The plane, a Boeing 737 Fireliner National Large Air Tanker, crashed in the Fitzgerald River National Park about 4.15pm just after dropping a load of fire retardant on the blaze.
It had taken off from the Busselton-Margaret River Regional Airport, where it is stationed, at 3.30pm before crashing at the fire ground.
A bushfire watch and act warning is currently in place as firefighters battle a blaze which has already burnt more than 900 hectares in the national park, which is about a six-hour drive from Perth in the state’s Great Southern region.

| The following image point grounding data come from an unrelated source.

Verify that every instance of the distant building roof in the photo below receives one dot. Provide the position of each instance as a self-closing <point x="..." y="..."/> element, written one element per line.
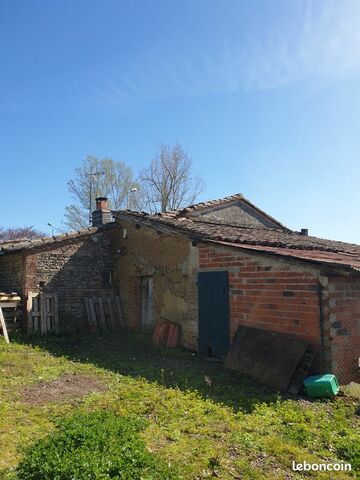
<point x="250" y="214"/>
<point x="16" y="245"/>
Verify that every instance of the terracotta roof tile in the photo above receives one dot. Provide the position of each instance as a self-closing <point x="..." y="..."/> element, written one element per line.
<point x="276" y="241"/>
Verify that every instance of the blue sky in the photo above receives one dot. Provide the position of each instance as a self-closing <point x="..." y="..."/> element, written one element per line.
<point x="264" y="95"/>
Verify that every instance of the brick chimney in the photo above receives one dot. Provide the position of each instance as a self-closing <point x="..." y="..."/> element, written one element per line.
<point x="102" y="214"/>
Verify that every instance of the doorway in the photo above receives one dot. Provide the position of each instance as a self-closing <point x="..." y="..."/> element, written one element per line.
<point x="213" y="302"/>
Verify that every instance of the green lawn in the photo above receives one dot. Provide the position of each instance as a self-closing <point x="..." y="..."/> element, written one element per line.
<point x="203" y="419"/>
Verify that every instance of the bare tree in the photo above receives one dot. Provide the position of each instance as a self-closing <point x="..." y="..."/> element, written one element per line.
<point x="99" y="177"/>
<point x="8" y="234"/>
<point x="168" y="183"/>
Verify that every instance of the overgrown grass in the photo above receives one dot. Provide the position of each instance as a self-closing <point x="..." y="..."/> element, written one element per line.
<point x="93" y="446"/>
<point x="201" y="418"/>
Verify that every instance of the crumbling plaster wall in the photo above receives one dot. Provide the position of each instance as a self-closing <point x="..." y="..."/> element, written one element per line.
<point x="172" y="261"/>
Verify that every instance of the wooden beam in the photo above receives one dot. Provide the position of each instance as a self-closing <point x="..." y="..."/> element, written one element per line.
<point x="119" y="310"/>
<point x="3" y="326"/>
<point x="111" y="312"/>
<point x="102" y="313"/>
<point x="29" y="324"/>
<point x="93" y="313"/>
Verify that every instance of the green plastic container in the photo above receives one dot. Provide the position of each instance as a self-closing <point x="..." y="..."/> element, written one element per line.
<point x="321" y="386"/>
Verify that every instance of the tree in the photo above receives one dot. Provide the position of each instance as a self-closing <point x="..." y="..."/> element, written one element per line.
<point x="168" y="183"/>
<point x="94" y="178"/>
<point x="8" y="234"/>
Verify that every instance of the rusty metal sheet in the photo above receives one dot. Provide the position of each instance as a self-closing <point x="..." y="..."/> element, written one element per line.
<point x="269" y="358"/>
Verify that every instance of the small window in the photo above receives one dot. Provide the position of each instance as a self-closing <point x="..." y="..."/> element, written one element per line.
<point x="107" y="278"/>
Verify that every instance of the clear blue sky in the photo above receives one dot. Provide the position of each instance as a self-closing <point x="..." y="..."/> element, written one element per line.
<point x="264" y="95"/>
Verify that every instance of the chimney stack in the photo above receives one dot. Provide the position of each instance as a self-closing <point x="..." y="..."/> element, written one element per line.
<point x="102" y="214"/>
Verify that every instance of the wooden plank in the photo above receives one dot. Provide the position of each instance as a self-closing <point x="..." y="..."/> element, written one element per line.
<point x="8" y="304"/>
<point x="29" y="324"/>
<point x="119" y="311"/>
<point x="3" y="326"/>
<point x="9" y="298"/>
<point x="43" y="326"/>
<point x="173" y="336"/>
<point x="92" y="312"/>
<point x="87" y="308"/>
<point x="102" y="313"/>
<point x="111" y="312"/>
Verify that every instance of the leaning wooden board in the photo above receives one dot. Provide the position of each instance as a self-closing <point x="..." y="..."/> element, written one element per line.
<point x="3" y="326"/>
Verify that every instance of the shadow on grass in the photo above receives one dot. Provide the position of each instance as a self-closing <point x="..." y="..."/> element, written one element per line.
<point x="131" y="353"/>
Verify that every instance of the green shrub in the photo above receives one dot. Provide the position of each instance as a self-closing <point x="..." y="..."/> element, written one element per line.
<point x="93" y="446"/>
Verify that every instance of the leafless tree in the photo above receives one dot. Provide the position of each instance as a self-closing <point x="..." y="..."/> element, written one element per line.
<point x="99" y="177"/>
<point x="168" y="183"/>
<point x="8" y="234"/>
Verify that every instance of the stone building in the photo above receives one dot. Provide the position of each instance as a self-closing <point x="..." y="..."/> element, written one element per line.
<point x="217" y="265"/>
<point x="73" y="266"/>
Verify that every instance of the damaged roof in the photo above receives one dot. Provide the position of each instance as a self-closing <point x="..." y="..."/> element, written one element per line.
<point x="25" y="244"/>
<point x="249" y="210"/>
<point x="281" y="242"/>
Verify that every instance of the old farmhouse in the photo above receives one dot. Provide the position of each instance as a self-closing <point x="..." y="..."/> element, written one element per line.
<point x="210" y="268"/>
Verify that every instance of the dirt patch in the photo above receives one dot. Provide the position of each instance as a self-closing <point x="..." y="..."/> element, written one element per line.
<point x="64" y="388"/>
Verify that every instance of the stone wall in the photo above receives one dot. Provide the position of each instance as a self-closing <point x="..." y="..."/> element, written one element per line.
<point x="73" y="270"/>
<point x="172" y="262"/>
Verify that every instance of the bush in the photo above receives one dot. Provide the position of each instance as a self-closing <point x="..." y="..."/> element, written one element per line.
<point x="93" y="446"/>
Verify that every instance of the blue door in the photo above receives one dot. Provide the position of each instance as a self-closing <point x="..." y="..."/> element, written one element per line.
<point x="213" y="298"/>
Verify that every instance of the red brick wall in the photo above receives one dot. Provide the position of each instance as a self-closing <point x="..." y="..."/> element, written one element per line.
<point x="268" y="294"/>
<point x="343" y="322"/>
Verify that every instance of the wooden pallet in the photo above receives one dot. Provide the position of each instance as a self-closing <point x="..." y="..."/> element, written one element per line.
<point x="167" y="333"/>
<point x="104" y="312"/>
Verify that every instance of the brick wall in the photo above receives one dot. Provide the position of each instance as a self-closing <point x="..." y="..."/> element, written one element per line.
<point x="343" y="327"/>
<point x="268" y="294"/>
<point x="11" y="273"/>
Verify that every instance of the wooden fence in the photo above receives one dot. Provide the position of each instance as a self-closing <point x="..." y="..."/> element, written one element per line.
<point x="42" y="313"/>
<point x="104" y="312"/>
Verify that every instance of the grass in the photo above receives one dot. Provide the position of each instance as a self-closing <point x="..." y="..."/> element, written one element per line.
<point x="202" y="419"/>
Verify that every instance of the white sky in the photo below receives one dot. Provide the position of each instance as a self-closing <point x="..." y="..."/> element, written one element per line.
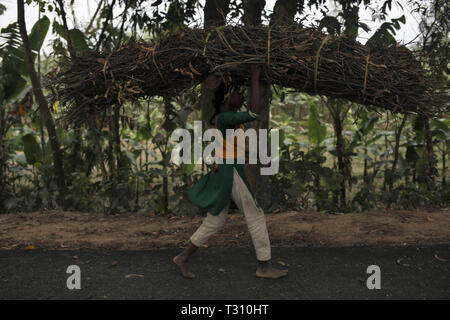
<point x="85" y="8"/>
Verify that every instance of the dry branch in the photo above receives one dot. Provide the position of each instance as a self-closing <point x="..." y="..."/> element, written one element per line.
<point x="303" y="59"/>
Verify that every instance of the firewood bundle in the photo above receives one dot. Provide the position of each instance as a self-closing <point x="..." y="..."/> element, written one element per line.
<point x="305" y="60"/>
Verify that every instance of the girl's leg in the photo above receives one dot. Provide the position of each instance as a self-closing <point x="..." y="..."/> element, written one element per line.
<point x="211" y="224"/>
<point x="256" y="222"/>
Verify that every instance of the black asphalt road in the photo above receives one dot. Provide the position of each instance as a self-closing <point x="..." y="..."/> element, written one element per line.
<point x="228" y="273"/>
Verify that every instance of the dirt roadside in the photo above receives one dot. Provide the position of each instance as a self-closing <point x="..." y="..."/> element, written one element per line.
<point x="72" y="230"/>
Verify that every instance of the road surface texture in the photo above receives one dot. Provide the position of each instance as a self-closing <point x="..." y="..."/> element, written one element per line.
<point x="407" y="272"/>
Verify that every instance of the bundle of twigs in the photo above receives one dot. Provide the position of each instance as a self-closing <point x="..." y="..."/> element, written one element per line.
<point x="303" y="59"/>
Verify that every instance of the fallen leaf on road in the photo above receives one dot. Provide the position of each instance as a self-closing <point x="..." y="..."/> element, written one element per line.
<point x="399" y="262"/>
<point x="134" y="276"/>
<point x="438" y="258"/>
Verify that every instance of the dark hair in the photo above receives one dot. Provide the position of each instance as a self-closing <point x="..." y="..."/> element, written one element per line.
<point x="219" y="97"/>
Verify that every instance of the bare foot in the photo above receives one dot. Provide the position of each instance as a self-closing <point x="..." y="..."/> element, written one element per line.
<point x="264" y="271"/>
<point x="182" y="264"/>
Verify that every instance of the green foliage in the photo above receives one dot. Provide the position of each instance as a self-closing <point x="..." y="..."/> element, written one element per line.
<point x="31" y="148"/>
<point x="317" y="130"/>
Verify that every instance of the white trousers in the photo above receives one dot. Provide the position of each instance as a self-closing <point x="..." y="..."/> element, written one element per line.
<point x="254" y="216"/>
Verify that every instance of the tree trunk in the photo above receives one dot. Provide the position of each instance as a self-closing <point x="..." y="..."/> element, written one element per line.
<point x="398" y="133"/>
<point x="396" y="151"/>
<point x="431" y="160"/>
<point x="215" y="12"/>
<point x="259" y="184"/>
<point x="340" y="152"/>
<point x="43" y="106"/>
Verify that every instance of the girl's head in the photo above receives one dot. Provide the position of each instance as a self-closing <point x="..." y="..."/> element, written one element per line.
<point x="227" y="98"/>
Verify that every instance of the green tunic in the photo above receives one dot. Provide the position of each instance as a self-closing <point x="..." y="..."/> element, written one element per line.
<point x="213" y="191"/>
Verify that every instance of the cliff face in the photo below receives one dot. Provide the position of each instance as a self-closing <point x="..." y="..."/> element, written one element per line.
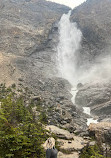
<point x="25" y="25"/>
<point x="93" y="19"/>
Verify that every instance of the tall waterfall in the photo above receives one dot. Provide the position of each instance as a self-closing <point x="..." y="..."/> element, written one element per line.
<point x="69" y="44"/>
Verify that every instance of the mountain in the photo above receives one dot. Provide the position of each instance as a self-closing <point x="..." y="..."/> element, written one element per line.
<point x="25" y="24"/>
<point x="93" y="19"/>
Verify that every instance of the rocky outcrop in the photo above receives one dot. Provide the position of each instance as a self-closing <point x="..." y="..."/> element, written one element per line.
<point x="97" y="97"/>
<point x="93" y="19"/>
<point x="102" y="133"/>
<point x="25" y="25"/>
<point x="69" y="144"/>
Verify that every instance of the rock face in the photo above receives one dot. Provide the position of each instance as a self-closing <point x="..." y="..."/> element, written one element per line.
<point x="25" y="25"/>
<point x="93" y="19"/>
<point x="102" y="133"/>
<point x="97" y="97"/>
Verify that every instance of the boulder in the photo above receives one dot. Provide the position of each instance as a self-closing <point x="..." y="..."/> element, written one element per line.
<point x="101" y="131"/>
<point x="61" y="133"/>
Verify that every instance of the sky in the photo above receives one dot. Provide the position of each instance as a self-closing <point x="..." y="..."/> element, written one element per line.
<point x="71" y="3"/>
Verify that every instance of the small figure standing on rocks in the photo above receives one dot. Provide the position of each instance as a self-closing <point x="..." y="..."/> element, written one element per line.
<point x="51" y="151"/>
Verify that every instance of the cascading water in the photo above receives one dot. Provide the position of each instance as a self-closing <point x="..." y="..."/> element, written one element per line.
<point x="69" y="44"/>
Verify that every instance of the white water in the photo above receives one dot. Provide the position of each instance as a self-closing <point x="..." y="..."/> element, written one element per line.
<point x="73" y="92"/>
<point x="69" y="44"/>
<point x="68" y="47"/>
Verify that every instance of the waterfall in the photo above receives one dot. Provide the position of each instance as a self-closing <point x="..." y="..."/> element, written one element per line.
<point x="68" y="47"/>
<point x="69" y="44"/>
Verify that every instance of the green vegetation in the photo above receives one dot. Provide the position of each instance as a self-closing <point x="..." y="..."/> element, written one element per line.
<point x="21" y="133"/>
<point x="91" y="152"/>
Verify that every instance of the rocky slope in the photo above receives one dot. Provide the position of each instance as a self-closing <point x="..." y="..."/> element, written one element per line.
<point x="93" y="19"/>
<point x="25" y="25"/>
<point x="28" y="36"/>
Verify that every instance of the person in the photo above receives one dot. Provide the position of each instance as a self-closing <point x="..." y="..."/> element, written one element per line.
<point x="51" y="151"/>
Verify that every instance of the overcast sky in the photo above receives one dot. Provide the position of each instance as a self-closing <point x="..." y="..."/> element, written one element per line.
<point x="70" y="3"/>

Upstream Aviation owner Tim Collins said large air tankers assisting with firefighting efforts typically flew in very difficult conditions.
“The logistics of flying a large aircraft close to the ground in those kinds of conditions is extremely challenging,” he said.
“You’re flying at a fairly slow speed, you can’t fly too fast otherwise the fire retardant will disappear out the back, and you get severe temperature updrafts and downdrafts and wind shear.”
Collins said if the plane had stalled midair it may not have had the height or speed needed to recover.
In 2020, three US crew onboard a C-130 large air tanker died after the plane stalled midair due to wind shear and tailwinds. The trio were in the Snowy Mountains assisting with NSW firefighting efforts at the time.
Flight tracking information showed the WA plane was travelling at 675 feet at a speed of 101 knots just before it crashed.
A Department of Fire and Emergency Services spokesman said the WA plane’s two occupants managed to free themselves after the unplanned landing and were airlifted to Ravensthorpe Airport by a nearby firefighting helicopter.
An Australian Maritime Safety Authority spokesman said the authority was tasked with sending a helicopter to help, but before it could arrive the survivors had been rescued.
There were no other crew aboard the firebomber when it crashed.
The two crew members were taken the local medical centre for treatment to minor injuries and the Royal Flying Doctor Service has mobilised a team to bring them to Perth if required.
Officers from the Australian Transport Safety Bureau will attend the crash site to begin their investigation when possible.
The state government announced the Boeing 737 Fireliner’s arrival in WA in December, revealing the large air tanker used to fight Californian wildfires would be based in Busselton over the high-threat fire season.
Nicknamed “Phoenix”, the plane boasts the capacity to carry 15,000 litres of fire suppressants and has a loaded cruising speed of nearly 800 kilometres an hour.
By the time the government announcement came out, the 737 had already been put to work to douse a fire threatening Cervantes and Jurien Bay in mid-December.
It is one of two National Large Air Tankers stationed in Busselton, with a C130 Hercules also based at the South West airport.